I had to find out why I had this pattern and address the elephant that incessantly roamed the jungle of my mind. I sat myself down with my journal and fiercely wrote down my “food-related” memories on a timeline, gently tracing them back to that one single crucial memory of the incident that was responsible for creating my emotional eating paradigm.

It took three hours for me to trace my pattern back to that first incident, at five years of age, where I was shamed for not finishing the food on my plate because all the other cousins had finished their food and were allowed to go outside and play. I couldn’t join my cousins outside and had to watch them all have fun while I struggled to eat.

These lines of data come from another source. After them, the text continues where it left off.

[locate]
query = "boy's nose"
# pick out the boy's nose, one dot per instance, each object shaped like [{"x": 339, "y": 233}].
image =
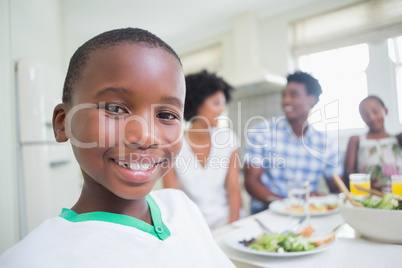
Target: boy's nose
[{"x": 140, "y": 133}]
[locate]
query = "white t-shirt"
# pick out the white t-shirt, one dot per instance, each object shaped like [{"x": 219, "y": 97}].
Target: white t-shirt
[
  {"x": 179, "y": 238},
  {"x": 206, "y": 185}
]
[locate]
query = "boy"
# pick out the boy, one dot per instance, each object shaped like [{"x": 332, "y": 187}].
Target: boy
[{"x": 122, "y": 111}]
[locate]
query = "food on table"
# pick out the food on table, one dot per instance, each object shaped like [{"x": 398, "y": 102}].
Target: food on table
[
  {"x": 314, "y": 208},
  {"x": 288, "y": 242},
  {"x": 386, "y": 202}
]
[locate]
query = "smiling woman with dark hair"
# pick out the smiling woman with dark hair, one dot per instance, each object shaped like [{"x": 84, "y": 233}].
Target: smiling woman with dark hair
[{"x": 206, "y": 168}]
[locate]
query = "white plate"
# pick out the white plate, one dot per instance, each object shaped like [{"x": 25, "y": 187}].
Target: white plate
[
  {"x": 233, "y": 239},
  {"x": 279, "y": 206}
]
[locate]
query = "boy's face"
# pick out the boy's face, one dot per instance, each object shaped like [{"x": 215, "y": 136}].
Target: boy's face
[{"x": 127, "y": 108}]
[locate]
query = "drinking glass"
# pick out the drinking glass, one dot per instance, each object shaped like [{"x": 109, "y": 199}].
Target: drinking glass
[
  {"x": 362, "y": 180},
  {"x": 396, "y": 184}
]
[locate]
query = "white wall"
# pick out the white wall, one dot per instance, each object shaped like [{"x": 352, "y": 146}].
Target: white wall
[
  {"x": 8, "y": 181},
  {"x": 28, "y": 29}
]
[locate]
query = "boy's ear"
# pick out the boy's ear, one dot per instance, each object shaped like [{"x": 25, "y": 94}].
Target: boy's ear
[{"x": 59, "y": 129}]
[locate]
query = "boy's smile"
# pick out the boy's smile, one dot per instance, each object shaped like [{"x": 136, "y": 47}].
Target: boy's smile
[{"x": 128, "y": 132}]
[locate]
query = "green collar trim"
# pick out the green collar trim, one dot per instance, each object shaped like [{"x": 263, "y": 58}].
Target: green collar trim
[{"x": 159, "y": 229}]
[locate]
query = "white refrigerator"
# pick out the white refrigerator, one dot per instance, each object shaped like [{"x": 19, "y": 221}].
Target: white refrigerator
[{"x": 49, "y": 178}]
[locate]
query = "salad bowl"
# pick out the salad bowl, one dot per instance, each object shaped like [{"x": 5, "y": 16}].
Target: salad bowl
[{"x": 383, "y": 225}]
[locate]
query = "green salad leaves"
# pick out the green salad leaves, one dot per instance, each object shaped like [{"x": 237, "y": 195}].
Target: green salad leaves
[
  {"x": 386, "y": 202},
  {"x": 281, "y": 243}
]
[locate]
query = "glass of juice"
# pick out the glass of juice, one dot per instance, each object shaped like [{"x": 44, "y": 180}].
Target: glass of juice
[
  {"x": 362, "y": 180},
  {"x": 396, "y": 184}
]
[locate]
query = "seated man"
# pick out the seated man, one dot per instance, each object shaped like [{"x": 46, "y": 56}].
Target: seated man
[{"x": 288, "y": 149}]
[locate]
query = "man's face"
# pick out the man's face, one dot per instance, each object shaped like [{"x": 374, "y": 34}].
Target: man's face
[
  {"x": 128, "y": 104},
  {"x": 296, "y": 103}
]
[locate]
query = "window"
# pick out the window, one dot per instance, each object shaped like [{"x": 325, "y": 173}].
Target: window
[
  {"x": 342, "y": 75},
  {"x": 395, "y": 54}
]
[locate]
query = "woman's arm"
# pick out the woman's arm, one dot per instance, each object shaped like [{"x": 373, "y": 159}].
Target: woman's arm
[
  {"x": 350, "y": 164},
  {"x": 170, "y": 180},
  {"x": 233, "y": 187}
]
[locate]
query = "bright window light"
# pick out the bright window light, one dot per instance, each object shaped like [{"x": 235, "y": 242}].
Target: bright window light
[
  {"x": 395, "y": 54},
  {"x": 341, "y": 73}
]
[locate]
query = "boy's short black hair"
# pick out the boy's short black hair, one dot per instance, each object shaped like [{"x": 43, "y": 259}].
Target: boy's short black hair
[
  {"x": 104, "y": 40},
  {"x": 312, "y": 85},
  {"x": 200, "y": 86}
]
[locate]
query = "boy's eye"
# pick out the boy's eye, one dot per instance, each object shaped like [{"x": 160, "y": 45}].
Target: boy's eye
[
  {"x": 167, "y": 116},
  {"x": 113, "y": 108}
]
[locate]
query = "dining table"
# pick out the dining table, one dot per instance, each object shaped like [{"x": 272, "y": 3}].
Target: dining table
[{"x": 349, "y": 249}]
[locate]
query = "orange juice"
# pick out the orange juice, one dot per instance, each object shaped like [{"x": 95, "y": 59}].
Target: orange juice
[
  {"x": 364, "y": 184},
  {"x": 397, "y": 187}
]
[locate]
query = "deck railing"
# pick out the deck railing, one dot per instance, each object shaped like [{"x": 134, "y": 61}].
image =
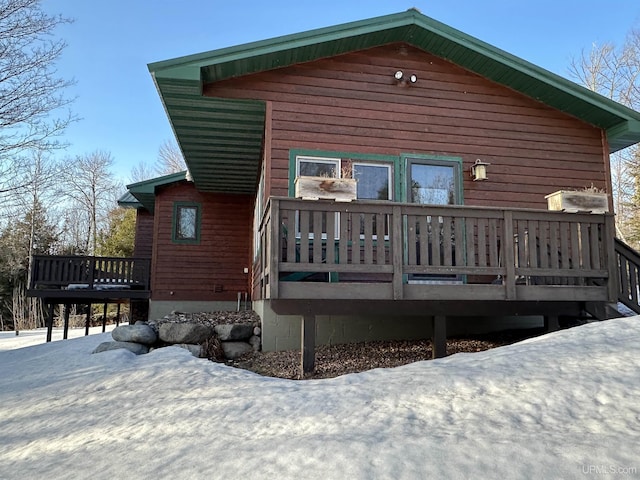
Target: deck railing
[
  {"x": 407, "y": 244},
  {"x": 629, "y": 266},
  {"x": 83, "y": 272}
]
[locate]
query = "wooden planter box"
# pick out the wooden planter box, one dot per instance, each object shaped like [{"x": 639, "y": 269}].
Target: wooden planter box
[
  {"x": 577, "y": 201},
  {"x": 314, "y": 188}
]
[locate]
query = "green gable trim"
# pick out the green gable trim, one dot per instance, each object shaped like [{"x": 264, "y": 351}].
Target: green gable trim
[
  {"x": 197, "y": 120},
  {"x": 145, "y": 191},
  {"x": 129, "y": 201}
]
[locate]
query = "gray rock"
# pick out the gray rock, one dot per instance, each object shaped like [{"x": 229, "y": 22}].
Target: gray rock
[
  {"x": 235, "y": 331},
  {"x": 184, "y": 333},
  {"x": 233, "y": 350},
  {"x": 136, "y": 348},
  {"x": 135, "y": 333},
  {"x": 196, "y": 350},
  {"x": 255, "y": 342}
]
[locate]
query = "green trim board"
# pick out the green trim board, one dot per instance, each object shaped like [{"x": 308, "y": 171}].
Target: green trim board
[
  {"x": 221, "y": 139},
  {"x": 436, "y": 159},
  {"x": 395, "y": 160},
  {"x": 145, "y": 191},
  {"x": 127, "y": 200},
  {"x": 193, "y": 238}
]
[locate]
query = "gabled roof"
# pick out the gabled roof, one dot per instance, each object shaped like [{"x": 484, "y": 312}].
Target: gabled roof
[
  {"x": 129, "y": 201},
  {"x": 221, "y": 139},
  {"x": 143, "y": 194}
]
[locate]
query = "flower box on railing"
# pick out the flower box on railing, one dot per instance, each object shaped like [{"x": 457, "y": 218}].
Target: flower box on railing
[
  {"x": 578, "y": 201},
  {"x": 314, "y": 188}
]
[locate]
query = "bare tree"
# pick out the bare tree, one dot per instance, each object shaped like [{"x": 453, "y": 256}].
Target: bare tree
[
  {"x": 615, "y": 73},
  {"x": 170, "y": 159},
  {"x": 140, "y": 172},
  {"x": 31, "y": 93},
  {"x": 90, "y": 184}
]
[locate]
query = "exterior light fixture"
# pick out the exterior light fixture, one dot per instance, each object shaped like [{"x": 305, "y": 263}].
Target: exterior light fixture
[
  {"x": 404, "y": 80},
  {"x": 479, "y": 170}
]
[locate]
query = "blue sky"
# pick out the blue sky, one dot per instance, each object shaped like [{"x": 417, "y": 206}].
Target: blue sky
[{"x": 111, "y": 43}]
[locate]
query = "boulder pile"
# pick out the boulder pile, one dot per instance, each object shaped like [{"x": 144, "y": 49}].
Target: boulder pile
[{"x": 202, "y": 334}]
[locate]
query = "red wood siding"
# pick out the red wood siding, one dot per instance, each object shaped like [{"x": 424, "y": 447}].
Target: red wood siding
[
  {"x": 143, "y": 246},
  {"x": 213, "y": 269},
  {"x": 352, "y": 103}
]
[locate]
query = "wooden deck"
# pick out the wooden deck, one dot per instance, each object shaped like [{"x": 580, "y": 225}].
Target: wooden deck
[
  {"x": 327, "y": 258},
  {"x": 83, "y": 279},
  {"x": 394, "y": 252}
]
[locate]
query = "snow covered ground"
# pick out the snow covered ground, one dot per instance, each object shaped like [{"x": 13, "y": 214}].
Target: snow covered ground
[{"x": 565, "y": 405}]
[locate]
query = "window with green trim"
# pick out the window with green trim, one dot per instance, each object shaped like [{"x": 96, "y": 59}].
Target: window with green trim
[{"x": 186, "y": 222}]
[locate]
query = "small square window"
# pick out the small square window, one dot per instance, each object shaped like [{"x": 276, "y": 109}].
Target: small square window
[{"x": 186, "y": 223}]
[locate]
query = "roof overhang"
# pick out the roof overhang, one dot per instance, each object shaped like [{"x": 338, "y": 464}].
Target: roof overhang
[
  {"x": 143, "y": 194},
  {"x": 221, "y": 139}
]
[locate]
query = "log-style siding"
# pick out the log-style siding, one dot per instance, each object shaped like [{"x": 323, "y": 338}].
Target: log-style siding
[
  {"x": 352, "y": 103},
  {"x": 213, "y": 269},
  {"x": 143, "y": 246}
]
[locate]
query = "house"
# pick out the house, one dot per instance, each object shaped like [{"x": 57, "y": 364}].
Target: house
[{"x": 454, "y": 145}]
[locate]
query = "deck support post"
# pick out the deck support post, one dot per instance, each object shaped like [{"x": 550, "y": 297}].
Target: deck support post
[
  {"x": 49, "y": 322},
  {"x": 551, "y": 323},
  {"x": 104, "y": 318},
  {"x": 439, "y": 337},
  {"x": 308, "y": 343},
  {"x": 65, "y": 328},
  {"x": 87, "y": 321}
]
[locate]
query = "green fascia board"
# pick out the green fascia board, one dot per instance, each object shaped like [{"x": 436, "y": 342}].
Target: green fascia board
[
  {"x": 127, "y": 200},
  {"x": 180, "y": 80},
  {"x": 145, "y": 191}
]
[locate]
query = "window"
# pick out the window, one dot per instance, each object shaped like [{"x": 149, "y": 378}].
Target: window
[
  {"x": 433, "y": 181},
  {"x": 318, "y": 167},
  {"x": 186, "y": 222},
  {"x": 374, "y": 181}
]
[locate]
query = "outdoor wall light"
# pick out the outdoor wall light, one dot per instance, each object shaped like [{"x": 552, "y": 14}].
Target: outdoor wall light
[
  {"x": 479, "y": 170},
  {"x": 401, "y": 79}
]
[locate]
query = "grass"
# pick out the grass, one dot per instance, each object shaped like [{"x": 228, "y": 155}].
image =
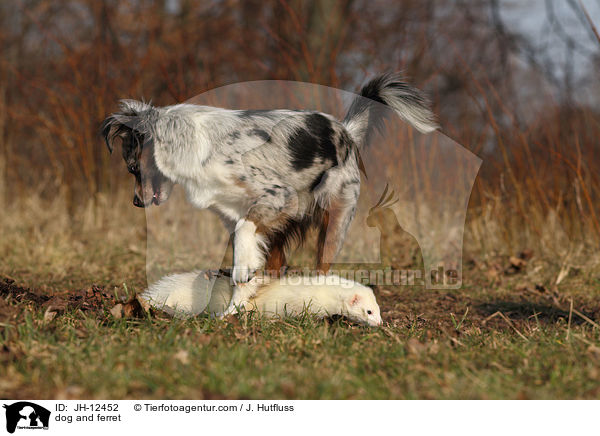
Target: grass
[
  {"x": 77, "y": 356},
  {"x": 508, "y": 333}
]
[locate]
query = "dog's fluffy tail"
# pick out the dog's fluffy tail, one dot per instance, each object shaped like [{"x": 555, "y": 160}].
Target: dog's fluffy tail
[{"x": 367, "y": 111}]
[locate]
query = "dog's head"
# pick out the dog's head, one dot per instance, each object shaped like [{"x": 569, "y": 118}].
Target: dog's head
[{"x": 132, "y": 126}]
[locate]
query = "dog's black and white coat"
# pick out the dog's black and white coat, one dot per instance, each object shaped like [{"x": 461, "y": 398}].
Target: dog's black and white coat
[{"x": 269, "y": 174}]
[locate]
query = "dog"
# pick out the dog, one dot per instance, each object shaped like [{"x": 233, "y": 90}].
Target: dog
[{"x": 269, "y": 174}]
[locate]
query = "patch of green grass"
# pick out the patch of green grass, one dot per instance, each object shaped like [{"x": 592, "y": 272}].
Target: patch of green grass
[{"x": 75, "y": 356}]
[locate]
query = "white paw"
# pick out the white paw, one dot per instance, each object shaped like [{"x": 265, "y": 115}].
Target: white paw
[
  {"x": 248, "y": 254},
  {"x": 241, "y": 274}
]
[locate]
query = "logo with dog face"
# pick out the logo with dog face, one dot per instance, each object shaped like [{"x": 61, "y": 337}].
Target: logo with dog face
[{"x": 26, "y": 415}]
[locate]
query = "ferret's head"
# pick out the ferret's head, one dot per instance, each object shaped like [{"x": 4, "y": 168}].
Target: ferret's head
[{"x": 361, "y": 306}]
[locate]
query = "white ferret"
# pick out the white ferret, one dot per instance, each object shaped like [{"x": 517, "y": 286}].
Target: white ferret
[{"x": 192, "y": 293}]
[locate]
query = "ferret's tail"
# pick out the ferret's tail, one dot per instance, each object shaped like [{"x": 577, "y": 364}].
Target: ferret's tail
[
  {"x": 366, "y": 113},
  {"x": 187, "y": 294}
]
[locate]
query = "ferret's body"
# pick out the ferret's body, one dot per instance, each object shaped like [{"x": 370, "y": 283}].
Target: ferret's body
[{"x": 192, "y": 293}]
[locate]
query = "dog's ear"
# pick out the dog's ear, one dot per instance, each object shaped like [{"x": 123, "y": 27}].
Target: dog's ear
[{"x": 113, "y": 126}]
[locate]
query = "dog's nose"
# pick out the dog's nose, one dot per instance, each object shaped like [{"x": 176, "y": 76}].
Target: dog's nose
[{"x": 137, "y": 201}]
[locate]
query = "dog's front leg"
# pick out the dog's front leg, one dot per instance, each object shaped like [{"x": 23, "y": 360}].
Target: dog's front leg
[{"x": 248, "y": 256}]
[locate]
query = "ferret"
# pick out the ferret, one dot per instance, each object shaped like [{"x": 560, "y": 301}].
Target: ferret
[{"x": 192, "y": 293}]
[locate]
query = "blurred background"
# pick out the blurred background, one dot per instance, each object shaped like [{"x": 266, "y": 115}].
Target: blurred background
[{"x": 515, "y": 82}]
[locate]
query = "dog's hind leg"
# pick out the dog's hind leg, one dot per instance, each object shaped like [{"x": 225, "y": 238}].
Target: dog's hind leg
[{"x": 333, "y": 229}]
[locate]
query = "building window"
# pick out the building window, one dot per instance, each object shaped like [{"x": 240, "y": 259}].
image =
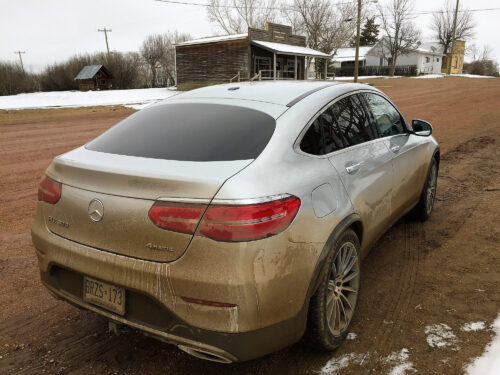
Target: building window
[{"x": 279, "y": 35}]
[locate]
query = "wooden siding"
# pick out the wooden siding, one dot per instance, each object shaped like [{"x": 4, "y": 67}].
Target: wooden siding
[
  {"x": 278, "y": 34},
  {"x": 261, "y": 52},
  {"x": 209, "y": 64}
]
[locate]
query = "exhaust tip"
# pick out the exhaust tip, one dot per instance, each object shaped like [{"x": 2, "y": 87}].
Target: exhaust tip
[{"x": 202, "y": 354}]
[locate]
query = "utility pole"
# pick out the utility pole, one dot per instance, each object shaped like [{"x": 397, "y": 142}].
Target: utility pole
[
  {"x": 105, "y": 31},
  {"x": 20, "y": 58},
  {"x": 358, "y": 32},
  {"x": 453, "y": 39}
]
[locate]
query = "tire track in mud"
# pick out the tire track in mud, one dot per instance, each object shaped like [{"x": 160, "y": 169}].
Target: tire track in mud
[{"x": 408, "y": 243}]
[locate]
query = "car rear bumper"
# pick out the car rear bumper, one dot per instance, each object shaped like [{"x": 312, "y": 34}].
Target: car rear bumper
[{"x": 154, "y": 306}]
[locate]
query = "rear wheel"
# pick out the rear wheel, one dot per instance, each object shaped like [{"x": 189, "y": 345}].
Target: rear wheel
[
  {"x": 426, "y": 203},
  {"x": 332, "y": 307}
]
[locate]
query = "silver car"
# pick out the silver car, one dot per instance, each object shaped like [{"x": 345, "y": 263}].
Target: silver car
[{"x": 231, "y": 220}]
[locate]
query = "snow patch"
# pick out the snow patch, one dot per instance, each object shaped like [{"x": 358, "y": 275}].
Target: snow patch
[
  {"x": 334, "y": 365},
  {"x": 489, "y": 362},
  {"x": 400, "y": 362},
  {"x": 57, "y": 99},
  {"x": 363, "y": 77},
  {"x": 441, "y": 336},
  {"x": 473, "y": 326}
]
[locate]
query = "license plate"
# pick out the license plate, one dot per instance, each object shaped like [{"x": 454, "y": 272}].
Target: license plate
[{"x": 102, "y": 294}]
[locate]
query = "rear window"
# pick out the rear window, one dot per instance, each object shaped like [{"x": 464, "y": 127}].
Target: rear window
[{"x": 189, "y": 132}]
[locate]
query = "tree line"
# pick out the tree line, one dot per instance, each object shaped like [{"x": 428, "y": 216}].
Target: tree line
[
  {"x": 326, "y": 25},
  {"x": 152, "y": 66}
]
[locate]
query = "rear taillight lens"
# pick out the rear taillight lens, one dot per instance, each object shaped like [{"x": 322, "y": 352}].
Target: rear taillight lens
[
  {"x": 236, "y": 223},
  {"x": 178, "y": 217},
  {"x": 228, "y": 223},
  {"x": 49, "y": 190}
]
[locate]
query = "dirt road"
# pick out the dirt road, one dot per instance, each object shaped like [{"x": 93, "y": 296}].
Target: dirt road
[{"x": 421, "y": 283}]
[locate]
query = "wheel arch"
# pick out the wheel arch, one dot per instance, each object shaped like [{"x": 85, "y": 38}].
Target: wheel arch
[{"x": 352, "y": 221}]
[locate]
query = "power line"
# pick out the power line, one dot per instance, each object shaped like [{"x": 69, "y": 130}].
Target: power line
[
  {"x": 291, "y": 7},
  {"x": 105, "y": 31},
  {"x": 20, "y": 58},
  {"x": 286, "y": 6}
]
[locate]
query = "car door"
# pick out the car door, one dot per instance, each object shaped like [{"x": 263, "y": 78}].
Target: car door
[
  {"x": 364, "y": 165},
  {"x": 406, "y": 149}
]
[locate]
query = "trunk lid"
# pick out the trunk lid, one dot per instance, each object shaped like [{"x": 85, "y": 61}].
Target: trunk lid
[{"x": 124, "y": 188}]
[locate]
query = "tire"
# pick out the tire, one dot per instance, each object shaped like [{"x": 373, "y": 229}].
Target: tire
[
  {"x": 423, "y": 209},
  {"x": 333, "y": 306}
]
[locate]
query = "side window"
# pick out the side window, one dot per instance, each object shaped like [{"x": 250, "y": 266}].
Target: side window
[
  {"x": 312, "y": 142},
  {"x": 351, "y": 121},
  {"x": 387, "y": 118},
  {"x": 345, "y": 123}
]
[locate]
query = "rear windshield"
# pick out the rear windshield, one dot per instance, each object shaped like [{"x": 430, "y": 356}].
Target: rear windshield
[{"x": 189, "y": 132}]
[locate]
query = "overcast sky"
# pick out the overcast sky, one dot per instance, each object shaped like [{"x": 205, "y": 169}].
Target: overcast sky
[{"x": 52, "y": 30}]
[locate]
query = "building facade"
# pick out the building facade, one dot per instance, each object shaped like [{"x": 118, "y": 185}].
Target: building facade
[
  {"x": 456, "y": 58},
  {"x": 272, "y": 53},
  {"x": 427, "y": 58}
]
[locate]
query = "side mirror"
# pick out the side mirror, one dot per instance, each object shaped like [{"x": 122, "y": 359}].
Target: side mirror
[{"x": 421, "y": 127}]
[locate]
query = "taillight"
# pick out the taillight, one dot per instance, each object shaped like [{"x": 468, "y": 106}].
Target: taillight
[
  {"x": 178, "y": 217},
  {"x": 49, "y": 190},
  {"x": 236, "y": 223}
]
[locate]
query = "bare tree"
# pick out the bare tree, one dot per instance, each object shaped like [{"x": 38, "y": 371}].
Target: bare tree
[
  {"x": 442, "y": 25},
  {"x": 401, "y": 35},
  {"x": 235, "y": 16},
  {"x": 325, "y": 25},
  {"x": 167, "y": 62}
]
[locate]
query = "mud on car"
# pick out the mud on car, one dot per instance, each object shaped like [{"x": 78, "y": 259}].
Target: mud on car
[{"x": 231, "y": 221}]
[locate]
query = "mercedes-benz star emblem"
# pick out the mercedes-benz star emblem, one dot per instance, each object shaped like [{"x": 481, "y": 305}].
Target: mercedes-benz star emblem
[{"x": 96, "y": 210}]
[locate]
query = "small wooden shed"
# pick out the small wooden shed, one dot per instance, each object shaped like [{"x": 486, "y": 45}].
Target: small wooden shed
[{"x": 94, "y": 77}]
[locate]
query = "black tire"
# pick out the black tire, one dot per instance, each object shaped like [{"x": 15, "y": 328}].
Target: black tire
[
  {"x": 423, "y": 209},
  {"x": 319, "y": 333}
]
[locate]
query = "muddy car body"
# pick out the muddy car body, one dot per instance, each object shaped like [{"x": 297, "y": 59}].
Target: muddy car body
[{"x": 223, "y": 239}]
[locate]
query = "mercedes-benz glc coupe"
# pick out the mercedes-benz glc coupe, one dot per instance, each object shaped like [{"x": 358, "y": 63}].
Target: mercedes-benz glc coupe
[{"x": 232, "y": 220}]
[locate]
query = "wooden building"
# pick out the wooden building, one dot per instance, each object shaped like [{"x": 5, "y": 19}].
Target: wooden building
[
  {"x": 94, "y": 77},
  {"x": 273, "y": 53}
]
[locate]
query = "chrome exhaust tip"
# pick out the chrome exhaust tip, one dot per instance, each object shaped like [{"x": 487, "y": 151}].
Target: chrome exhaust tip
[{"x": 202, "y": 354}]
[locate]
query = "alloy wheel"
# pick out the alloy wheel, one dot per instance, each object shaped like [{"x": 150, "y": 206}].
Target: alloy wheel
[{"x": 342, "y": 289}]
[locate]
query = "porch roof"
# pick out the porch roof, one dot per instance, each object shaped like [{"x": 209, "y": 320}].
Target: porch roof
[{"x": 288, "y": 49}]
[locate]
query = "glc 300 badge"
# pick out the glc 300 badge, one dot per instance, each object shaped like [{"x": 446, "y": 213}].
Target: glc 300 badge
[
  {"x": 153, "y": 246},
  {"x": 96, "y": 210}
]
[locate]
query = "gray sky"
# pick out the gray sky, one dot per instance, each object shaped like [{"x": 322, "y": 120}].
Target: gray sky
[{"x": 52, "y": 30}]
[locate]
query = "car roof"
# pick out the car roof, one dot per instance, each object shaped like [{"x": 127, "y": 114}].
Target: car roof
[{"x": 285, "y": 93}]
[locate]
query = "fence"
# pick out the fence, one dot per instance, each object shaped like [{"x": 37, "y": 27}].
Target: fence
[{"x": 401, "y": 70}]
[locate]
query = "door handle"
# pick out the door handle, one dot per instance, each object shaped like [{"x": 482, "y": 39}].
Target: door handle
[{"x": 353, "y": 168}]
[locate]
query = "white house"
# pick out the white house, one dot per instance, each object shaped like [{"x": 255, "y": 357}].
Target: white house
[{"x": 427, "y": 57}]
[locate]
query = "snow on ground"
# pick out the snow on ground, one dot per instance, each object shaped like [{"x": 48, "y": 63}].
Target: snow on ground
[
  {"x": 134, "y": 98},
  {"x": 400, "y": 361},
  {"x": 489, "y": 362},
  {"x": 473, "y": 326},
  {"x": 362, "y": 77},
  {"x": 441, "y": 336}
]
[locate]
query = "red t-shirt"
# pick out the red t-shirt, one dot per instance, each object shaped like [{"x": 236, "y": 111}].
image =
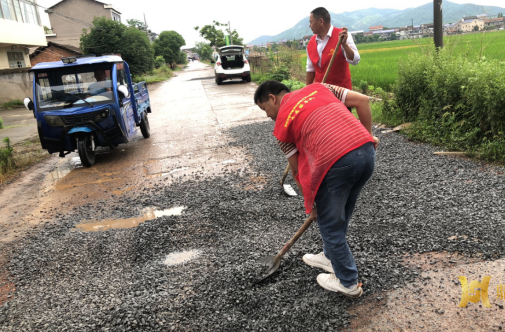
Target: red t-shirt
[{"x": 322, "y": 129}]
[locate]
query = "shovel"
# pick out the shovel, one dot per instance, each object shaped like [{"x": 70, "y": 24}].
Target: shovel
[
  {"x": 288, "y": 189},
  {"x": 271, "y": 263}
]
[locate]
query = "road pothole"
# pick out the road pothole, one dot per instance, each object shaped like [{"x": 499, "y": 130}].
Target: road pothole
[
  {"x": 148, "y": 214},
  {"x": 177, "y": 258}
]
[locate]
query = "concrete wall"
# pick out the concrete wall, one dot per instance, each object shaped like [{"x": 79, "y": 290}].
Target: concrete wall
[
  {"x": 68, "y": 32},
  {"x": 18, "y": 33},
  {"x": 4, "y": 61},
  {"x": 51, "y": 53},
  {"x": 15, "y": 84}
]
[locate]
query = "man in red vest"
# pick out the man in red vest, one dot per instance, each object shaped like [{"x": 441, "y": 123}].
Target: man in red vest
[
  {"x": 321, "y": 47},
  {"x": 332, "y": 156}
]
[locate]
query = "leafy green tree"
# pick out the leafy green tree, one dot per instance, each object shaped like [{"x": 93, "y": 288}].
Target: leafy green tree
[
  {"x": 215, "y": 35},
  {"x": 159, "y": 61},
  {"x": 204, "y": 50},
  {"x": 138, "y": 24},
  {"x": 107, "y": 36},
  {"x": 169, "y": 45}
]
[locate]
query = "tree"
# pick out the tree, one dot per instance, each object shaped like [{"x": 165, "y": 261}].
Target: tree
[
  {"x": 204, "y": 50},
  {"x": 159, "y": 61},
  {"x": 107, "y": 36},
  {"x": 169, "y": 45},
  {"x": 215, "y": 35}
]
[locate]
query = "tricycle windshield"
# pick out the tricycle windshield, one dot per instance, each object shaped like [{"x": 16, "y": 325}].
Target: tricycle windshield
[{"x": 60, "y": 88}]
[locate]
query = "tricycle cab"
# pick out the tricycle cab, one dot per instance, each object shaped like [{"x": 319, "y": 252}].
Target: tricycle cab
[{"x": 81, "y": 103}]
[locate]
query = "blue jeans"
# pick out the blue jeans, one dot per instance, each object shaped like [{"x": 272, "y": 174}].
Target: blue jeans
[{"x": 335, "y": 201}]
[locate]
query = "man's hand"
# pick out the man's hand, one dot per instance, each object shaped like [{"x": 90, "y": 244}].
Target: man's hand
[
  {"x": 313, "y": 214},
  {"x": 375, "y": 142},
  {"x": 343, "y": 35}
]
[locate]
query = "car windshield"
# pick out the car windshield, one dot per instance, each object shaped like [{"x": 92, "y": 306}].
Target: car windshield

I remember the food getting stuck in my throat because the lump of tears was already blocking the passage because all I wanted to do in that moment was cry loudly. But there was the threat of being punished further if I cried. That particular incident resulted in my first negative perception of food. I started to view food as an obstacle to my “playtime” which was my “joy-time.”

All my life since that incident, I have been running away from feeling the emotions of shame and disrespect.

My child self was disrespected and shamed about food. Later in the teen years, incidents of disrespect triggered more of emotional eating. Addiction to unhealthy foods and beverages is a symptom of unprocessed emotions resulting from hurt and trauma. It’s not always what you eat that determines your body’s health, it’s also what’s eating you.

Speak kindly to yourself about yourself. Avoiding junk food is great but replacing junk thoughts with healthy ones is equally vital.

Junk thought  versus healthy thought:

  1. I hate myself  – I am a beautiful creation of Allah.
  2. I’m a failure – I have survived through my tests and learnt my lessons.
  3. I need food to feel better – Allah is my comforter. Only Allah can make me feel better.
  4. I’m stuck – My life is unfolding according to Allah’s plans for me.
  5. I hate feeling like I’m always struggling – Allah has put me to it, and He will see me through it. I am wiser and stronger now that I am going through this experience.
  6. No one loves me, I will end up alone – I am a beautiful creation of Allah. I am love, I radiate love.